Tech
After hiring AWS exec and raising $107M seed round, Virginia startup plants flag in Seattle area
Virginia-based AI startup Trase is expanding its presence in the Seattle region, with plans to grow from about 20 employees in the area today to as many as 100 in the coming months.
The 56-person company this week publicly launched and raised a $107 million seed round to focus on highly regulated industries like healthcare. Arch Venture Partners led the seed round.
GeekWire previously reported on the company’s hiring of Baskar Sridharan — a longtime Microsoft, Google Cloud and Amazon Web Services engineering leader — as president. It is now using the Seattle area as a key engineering hub, with plans to expand in the region with new offices to accommodate growth plans.
Sridharan, who is growing the Seattle-area team, said AI adoption is stalling where it’s needed most.
“AI adoption is faltering within sectors that need it most: complex, highly regulated enterprises overburdened with administrative tasks that are ripe for automation,” Sridharan wrote in a previous LinkedIn post. “The issue isn’t innovation, it’s implementation.”
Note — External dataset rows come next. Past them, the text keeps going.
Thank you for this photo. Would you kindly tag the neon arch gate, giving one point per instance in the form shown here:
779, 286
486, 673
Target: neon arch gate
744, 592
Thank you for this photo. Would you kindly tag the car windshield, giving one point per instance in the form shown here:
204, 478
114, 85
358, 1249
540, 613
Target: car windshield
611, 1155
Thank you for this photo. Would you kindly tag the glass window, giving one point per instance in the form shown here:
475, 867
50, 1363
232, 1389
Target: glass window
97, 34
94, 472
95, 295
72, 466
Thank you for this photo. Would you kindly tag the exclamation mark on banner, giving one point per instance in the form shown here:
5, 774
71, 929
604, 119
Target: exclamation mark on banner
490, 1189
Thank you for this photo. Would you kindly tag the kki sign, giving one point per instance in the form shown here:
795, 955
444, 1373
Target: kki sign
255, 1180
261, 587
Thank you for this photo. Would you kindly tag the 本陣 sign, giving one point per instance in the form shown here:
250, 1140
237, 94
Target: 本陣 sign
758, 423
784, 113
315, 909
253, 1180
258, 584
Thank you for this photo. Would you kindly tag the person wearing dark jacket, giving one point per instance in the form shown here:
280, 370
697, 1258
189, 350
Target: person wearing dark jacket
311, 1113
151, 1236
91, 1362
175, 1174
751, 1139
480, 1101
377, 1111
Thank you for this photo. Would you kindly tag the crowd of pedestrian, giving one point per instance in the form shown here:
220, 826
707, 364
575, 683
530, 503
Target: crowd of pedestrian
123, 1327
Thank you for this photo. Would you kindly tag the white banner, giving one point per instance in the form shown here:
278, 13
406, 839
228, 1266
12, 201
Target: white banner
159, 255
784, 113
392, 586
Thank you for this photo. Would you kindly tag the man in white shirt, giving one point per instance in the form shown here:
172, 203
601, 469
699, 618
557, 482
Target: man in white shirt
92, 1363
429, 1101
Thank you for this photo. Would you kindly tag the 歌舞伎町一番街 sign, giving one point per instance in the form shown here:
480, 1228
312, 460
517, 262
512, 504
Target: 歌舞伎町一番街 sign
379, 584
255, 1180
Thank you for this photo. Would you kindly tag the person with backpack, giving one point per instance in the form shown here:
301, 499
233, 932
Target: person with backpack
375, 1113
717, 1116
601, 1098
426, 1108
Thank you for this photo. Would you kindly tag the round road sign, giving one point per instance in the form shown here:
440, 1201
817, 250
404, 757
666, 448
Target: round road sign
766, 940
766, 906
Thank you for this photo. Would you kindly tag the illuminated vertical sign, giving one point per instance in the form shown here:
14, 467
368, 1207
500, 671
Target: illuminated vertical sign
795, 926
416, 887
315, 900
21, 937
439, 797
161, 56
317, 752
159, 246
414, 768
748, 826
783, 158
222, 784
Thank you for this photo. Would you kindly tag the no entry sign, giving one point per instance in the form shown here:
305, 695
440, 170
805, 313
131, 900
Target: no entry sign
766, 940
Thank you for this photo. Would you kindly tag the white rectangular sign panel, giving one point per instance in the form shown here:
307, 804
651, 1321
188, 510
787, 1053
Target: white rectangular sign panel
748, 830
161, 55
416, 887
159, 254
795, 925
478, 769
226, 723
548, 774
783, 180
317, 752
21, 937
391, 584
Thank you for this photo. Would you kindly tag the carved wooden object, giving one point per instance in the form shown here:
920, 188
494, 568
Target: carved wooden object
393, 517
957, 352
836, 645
He added: “The next era of technology will be increasingly defined by those willing to solve the messy, complex problems of real-world AI deployment at scale.”
Before joining Trase, Sridharan spent nearly 16 years at Microsoft, where he helped build Azure storage technologies. He later became vice president of engineering for Google Cloud before joining Amazon Web Services as vice president of AI, machine learning services, and infrastructure.
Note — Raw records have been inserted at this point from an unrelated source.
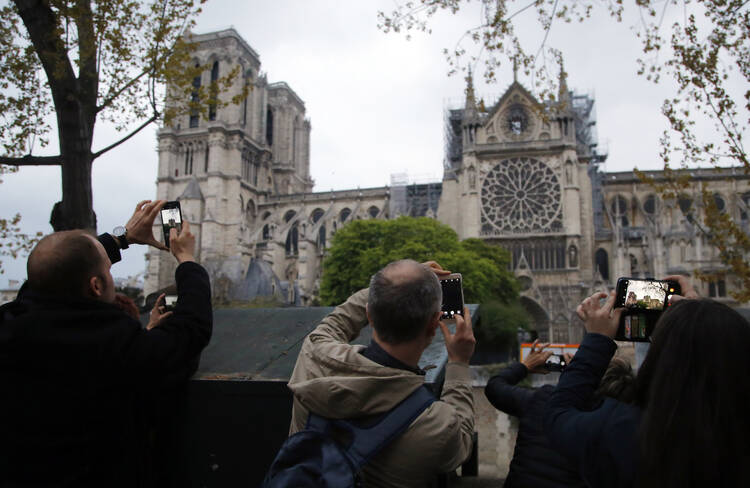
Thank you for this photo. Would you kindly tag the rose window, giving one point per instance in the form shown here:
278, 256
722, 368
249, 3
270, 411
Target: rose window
521, 195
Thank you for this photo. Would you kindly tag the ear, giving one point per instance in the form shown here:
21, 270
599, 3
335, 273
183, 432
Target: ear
431, 329
96, 287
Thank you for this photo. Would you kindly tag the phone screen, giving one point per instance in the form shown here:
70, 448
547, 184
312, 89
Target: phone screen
171, 216
170, 301
453, 296
646, 294
644, 301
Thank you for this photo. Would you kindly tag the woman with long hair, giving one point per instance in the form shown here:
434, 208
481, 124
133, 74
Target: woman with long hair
689, 425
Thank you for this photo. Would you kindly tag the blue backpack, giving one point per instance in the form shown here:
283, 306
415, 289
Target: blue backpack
317, 457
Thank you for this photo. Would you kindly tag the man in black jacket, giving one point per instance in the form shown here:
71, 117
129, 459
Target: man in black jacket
535, 463
75, 369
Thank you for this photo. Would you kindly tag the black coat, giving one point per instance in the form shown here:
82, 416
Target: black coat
74, 376
601, 442
535, 463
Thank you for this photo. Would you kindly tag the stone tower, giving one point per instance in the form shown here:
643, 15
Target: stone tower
223, 165
517, 175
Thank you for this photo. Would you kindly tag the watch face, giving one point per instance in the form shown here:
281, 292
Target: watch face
517, 121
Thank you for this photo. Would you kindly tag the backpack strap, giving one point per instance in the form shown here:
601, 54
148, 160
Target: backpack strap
368, 441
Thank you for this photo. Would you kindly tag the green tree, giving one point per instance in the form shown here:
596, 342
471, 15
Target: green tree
362, 247
89, 61
703, 49
13, 242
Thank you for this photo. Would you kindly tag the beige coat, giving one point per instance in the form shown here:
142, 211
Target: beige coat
334, 380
The company also recently hired Srirama Koneru, the former general manager of Bedrock Agentic AI Infrastructure and GenAI Services at Amazon Web Services and former senior director of engineering at Google and at Salesforce. The company’s CEO is Grant Verstandig, the founder and CEO of Red Cell.
Trase, incubated by the venture studio Red Cell Partners, is building an agentic platform that enables enterprises in healthcare, national security and energy to deploy autonomous AI agents within existing infrastructure while meeting security and compliance requirements.
Customers include Duke University Health System, which is using the specialized agents in its Division of Cardiology to automate the more than 5,000 faxes the clinic receives each month.
The expansion adds to Seattle’s growing reputation as a hub for enterprise AI talent, particularly among startups recruiting experienced cloud infrastructure leaders from Microsoft, Google and Amazon. GeekWire tracks a list of more than 100 engineering centers in the Seattle area.
We’ve reached out to the company and we’ll update this post as we learn more. The expansion in Seattle was first reported by The Puget Sound Business Journal.
Update: The company confirmed its expansion plans in the region and provided this statement: “Seattle is one of the nation’s leading technology hubs, making it a natural market for Trase as it continues to scale its operations.”